We should constantly consider how our designs relate back to the human experience.
I was very interested in making and creating things from a young age – whether that was drawing or woodwork. Architecture was something I always knew I wanted to do.
I like to say that I started my architecture career as a carpenter. Right out of high school I moved to the United States and began working with a family friend who was a master carpenter. Before studying Architecture, I was managing my own woodworking and construction management business. These experiences taught me lessons in craft, quality, detail and patience – how things come together. All these elements are essential in our profession.
I developed an interest early-on in my career as to how the built environment can be used as a tool to influence, and help speak to, wider social issues. I spent seven years at a non-profit design firm which included working on systemic solutions to address housing needs in marginalised areas.

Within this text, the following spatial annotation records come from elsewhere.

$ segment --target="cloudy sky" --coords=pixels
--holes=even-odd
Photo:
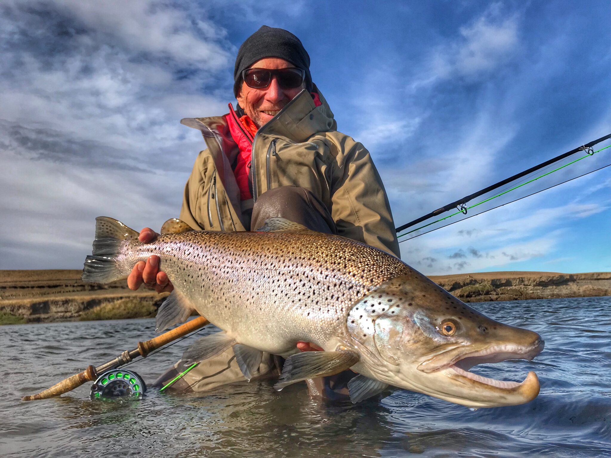
[[[263,24],[304,43],[397,225],[611,133],[608,0],[346,4],[4,0],[0,269],[79,268],[99,215],[177,216],[204,147],[179,120],[227,112],[237,49]],[[610,207],[611,167],[402,258],[427,274],[611,271]]]

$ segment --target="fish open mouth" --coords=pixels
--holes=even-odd
[[[448,375],[453,376],[455,373],[461,377],[474,382],[501,389],[510,390],[527,383],[532,384],[536,382],[537,391],[538,392],[538,382],[536,381],[536,376],[533,372],[529,373],[526,378],[522,382],[519,382],[484,377],[470,372],[469,369],[478,364],[500,363],[508,360],[532,360],[543,349],[543,346],[544,343],[541,339],[539,339],[533,345],[525,348],[510,344],[492,346],[483,350],[457,356],[445,366],[445,368],[450,369],[452,371]]]

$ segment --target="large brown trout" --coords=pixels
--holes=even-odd
[[[148,244],[116,220],[97,222],[84,281],[126,278],[137,262],[157,255],[174,285],[158,330],[193,310],[222,330],[194,343],[185,360],[232,346],[250,380],[263,352],[285,356],[278,390],[350,368],[359,374],[348,385],[353,402],[389,385],[470,407],[523,404],[539,393],[533,372],[518,383],[469,371],[532,359],[543,349],[538,334],[485,316],[378,249],[282,218],[256,232],[190,231],[169,220]],[[295,354],[299,341],[324,351]]]

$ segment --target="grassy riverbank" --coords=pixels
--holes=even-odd
[[[431,277],[466,302],[611,296],[611,272],[494,272]],[[167,293],[124,281],[92,285],[81,271],[0,271],[0,324],[154,316]]]

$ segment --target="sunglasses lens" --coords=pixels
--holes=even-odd
[[[278,84],[285,89],[299,87],[304,82],[304,74],[298,69],[287,68],[277,70],[276,75],[278,78]]]
[[[267,87],[271,79],[271,73],[269,70],[251,68],[246,70],[244,81],[251,87]]]
[[[299,87],[304,82],[305,72],[299,68],[280,68],[272,70],[266,68],[249,68],[244,71],[244,81],[251,87],[263,89],[269,85],[272,76],[278,79],[283,89]]]

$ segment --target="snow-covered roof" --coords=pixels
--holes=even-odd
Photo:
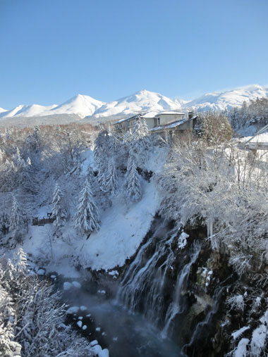
[[[130,120],[131,119],[135,119],[135,118],[138,118],[138,115],[130,116],[130,118],[124,118],[123,119],[121,119],[120,120],[116,122],[114,124],[118,124],[119,123],[126,122],[127,120]]]
[[[152,129],[150,129],[150,132],[156,132],[157,130],[162,130],[163,129],[172,129],[176,127],[178,127],[179,125],[181,125],[184,123],[186,123],[190,120],[193,120],[193,119],[197,118],[197,116],[195,116],[193,118],[191,118],[190,119],[182,119],[181,120],[176,120],[175,122],[170,123],[169,124],[166,124],[165,125],[159,125],[156,127],[153,127]]]
[[[179,114],[179,115],[185,115],[185,113],[181,113],[178,111],[148,111],[147,113],[145,113],[144,114],[136,114],[135,115],[133,115],[129,118],[125,118],[124,119],[121,119],[120,120],[118,120],[114,124],[119,124],[120,123],[126,122],[128,120],[131,120],[132,119],[138,119],[139,116],[140,118],[142,118],[144,119],[149,119],[151,118],[156,118],[158,115],[170,115],[170,114]]]
[[[185,113],[181,113],[178,111],[161,111],[159,113],[157,113],[157,115],[170,115],[170,114],[181,114],[181,115],[185,115]],[[157,115],[155,115],[157,116]]]

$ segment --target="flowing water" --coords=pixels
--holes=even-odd
[[[184,296],[200,244],[192,244],[184,261],[176,250],[178,230],[158,220],[152,230],[125,273],[115,299],[102,299],[84,287],[66,293],[71,304],[87,307],[94,322],[87,321],[91,330],[83,333],[90,341],[96,338],[110,357],[185,356],[172,337],[188,308]],[[83,323],[91,319],[86,316],[85,313]],[[75,325],[78,315],[73,318]]]
[[[82,333],[90,341],[97,339],[102,347],[109,350],[110,357],[180,357],[181,350],[174,343],[160,338],[161,332],[148,323],[140,314],[130,314],[114,300],[104,299],[83,290],[65,293],[63,296],[71,306],[85,306],[88,310],[80,311],[75,318],[84,315],[87,329]],[[90,313],[93,330],[86,315]],[[73,316],[71,318],[71,322]],[[100,327],[99,332],[95,329]],[[81,329],[80,329],[81,330]]]

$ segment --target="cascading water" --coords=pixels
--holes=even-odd
[[[174,253],[177,236],[177,229],[169,229],[166,223],[159,224],[130,265],[117,295],[118,302],[132,312],[142,313],[147,320],[163,329],[164,338],[172,334],[173,320],[183,311],[181,293],[200,250],[200,245],[193,245],[190,261],[186,264],[179,262],[176,279],[171,279],[178,265]]]
[[[191,255],[190,262],[184,265],[182,270],[178,275],[173,299],[171,303],[169,304],[166,313],[165,325],[162,332],[162,337],[166,338],[168,337],[169,332],[171,328],[172,328],[172,325],[175,317],[177,314],[182,313],[183,311],[181,295],[183,289],[185,287],[185,285],[187,284],[190,268],[192,265],[195,262],[200,251],[200,245],[195,245],[193,248],[193,253]]]

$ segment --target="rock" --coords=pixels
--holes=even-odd
[[[80,289],[81,287],[81,284],[78,282],[73,282],[72,284],[77,289]]]
[[[72,306],[67,310],[66,313],[74,314],[78,313],[78,310],[79,310],[78,306]]]
[[[64,290],[70,290],[73,287],[72,284],[69,282],[63,282],[63,289]]]
[[[97,339],[95,339],[94,341],[92,341],[90,343],[90,346],[91,346],[92,347],[93,347],[93,346],[95,346],[95,344],[99,344],[98,340]]]

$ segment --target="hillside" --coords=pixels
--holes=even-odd
[[[205,94],[190,101],[183,99],[171,99],[161,94],[140,90],[123,98],[110,103],[95,99],[91,96],[78,94],[60,105],[44,106],[37,104],[19,105],[16,108],[5,111],[0,109],[0,119],[22,118],[24,123],[27,118],[31,118],[31,124],[39,125],[40,123],[63,123],[62,115],[77,115],[84,122],[102,123],[114,119],[120,119],[146,111],[221,111],[232,108],[241,108],[244,101],[255,100],[257,98],[267,98],[268,88],[257,84],[236,88],[228,91]],[[51,115],[54,118],[48,119]],[[40,120],[38,117],[46,117]],[[70,123],[66,117],[66,123]],[[58,121],[60,120],[60,123]],[[75,119],[76,120],[76,119]],[[18,121],[13,122],[13,125]]]

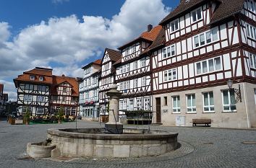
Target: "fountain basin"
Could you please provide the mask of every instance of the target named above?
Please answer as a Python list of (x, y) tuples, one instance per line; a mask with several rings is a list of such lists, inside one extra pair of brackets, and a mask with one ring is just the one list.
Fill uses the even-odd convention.
[(48, 137), (56, 146), (51, 156), (151, 156), (175, 150), (178, 146), (177, 133), (124, 128), (123, 134), (109, 134), (104, 131), (104, 128), (49, 129)]

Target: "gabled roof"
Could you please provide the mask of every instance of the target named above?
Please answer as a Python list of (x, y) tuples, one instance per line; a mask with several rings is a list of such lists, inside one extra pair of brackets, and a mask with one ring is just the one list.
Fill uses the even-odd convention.
[(158, 35), (161, 29), (161, 26), (158, 25), (158, 26), (153, 27), (149, 32), (148, 32), (148, 31), (143, 32), (138, 37), (128, 42), (125, 45), (119, 47), (118, 49), (122, 50), (122, 49), (128, 47), (129, 45), (131, 45), (132, 43), (135, 43), (139, 42), (140, 40), (145, 40), (145, 41), (148, 41), (148, 42), (152, 42), (155, 40), (156, 36)]
[(191, 11), (194, 8), (209, 1), (219, 3), (219, 6), (217, 6), (217, 9), (214, 12), (213, 16), (211, 18), (211, 23), (224, 19), (240, 12), (244, 1), (244, 0), (189, 0), (185, 3), (185, 0), (181, 0), (179, 5), (163, 18), (159, 24), (163, 25), (180, 15), (188, 12), (189, 10)]
[(163, 28), (161, 28), (158, 35), (149, 47), (149, 50), (152, 50), (164, 44), (166, 42), (166, 34)]
[[(30, 80), (30, 75), (35, 76), (35, 80)], [(43, 81), (40, 81), (40, 76), (43, 77)], [(35, 67), (32, 70), (23, 72), (23, 74), (19, 75), (17, 78), (13, 79), (17, 87), (17, 81), (29, 81), (33, 83), (40, 83), (45, 84), (52, 84), (52, 69)]]
[(57, 95), (57, 90), (56, 87), (64, 82), (69, 83), (72, 89), (72, 96), (78, 97), (79, 92), (78, 92), (78, 82), (75, 78), (62, 76), (55, 76), (53, 75), (53, 85), (51, 89), (51, 94)]
[(82, 68), (86, 68), (89, 67), (89, 66), (93, 65), (93, 64), (101, 66), (101, 59), (98, 59), (93, 62), (91, 62), (91, 63), (84, 66)]
[[(110, 48), (106, 48), (106, 50), (108, 52), (108, 55), (109, 56), (109, 58), (112, 61), (116, 62), (120, 58), (121, 58), (121, 53), (118, 50), (112, 50)], [(105, 53), (106, 53), (106, 51), (105, 51)], [(105, 55), (105, 53), (104, 53), (104, 55)], [(103, 60), (103, 59), (102, 59), (102, 60)]]
[(4, 84), (0, 84), (0, 93), (2, 94), (4, 92)]
[(244, 6), (244, 0), (223, 0), (213, 13), (210, 22), (215, 23), (239, 13)]

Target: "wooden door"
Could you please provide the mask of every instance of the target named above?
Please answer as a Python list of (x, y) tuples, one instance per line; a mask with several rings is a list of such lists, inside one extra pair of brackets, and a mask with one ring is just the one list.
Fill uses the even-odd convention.
[(156, 102), (156, 123), (161, 123), (161, 97), (155, 98)]

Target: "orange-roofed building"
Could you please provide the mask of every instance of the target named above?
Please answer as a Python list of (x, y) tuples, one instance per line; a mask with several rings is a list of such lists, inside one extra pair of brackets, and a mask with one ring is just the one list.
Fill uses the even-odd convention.
[(51, 87), (51, 113), (61, 107), (65, 115), (76, 115), (78, 107), (78, 83), (77, 79), (62, 75), (53, 76)]
[(115, 81), (123, 92), (120, 110), (152, 110), (151, 63), (148, 51), (161, 29), (160, 25), (153, 27), (149, 25), (147, 31), (119, 48), (121, 58), (114, 66), (116, 69)]
[(33, 116), (50, 115), (55, 113), (56, 110), (54, 109), (60, 106), (67, 113), (70, 109), (69, 115), (75, 114), (79, 94), (74, 78), (53, 76), (52, 69), (35, 67), (19, 75), (14, 82), (17, 90), (19, 115), (22, 115), (27, 110)]
[(82, 68), (83, 78), (79, 81), (80, 115), (82, 120), (97, 120), (99, 115), (98, 77), (101, 60), (91, 62)]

The project I’m most proud of is the Cottages at Hickory Crossing in Dallas, which involved designing 50 micro-residential units for 50 of the most chronic cases of homelessness in the city. It was underpinned by the belief that if an individual obtains quality housing, they can achieve a more stable and secure future.
The responsibilities of the architect can, and should, reach well beyond common practice – we should acknowledge that buildings are inherently connected to the vitality of our communities.
I think my involvement with teaching has made me more reflective of my own practice. I mentored student interns and taught students at Masters level as an Adjunct Professor.
I love exploring the outdoors with my family. I have an innate desire to be on the water or as close to it as possible, whether it’s going to the beach, bush walking or heading out of the city.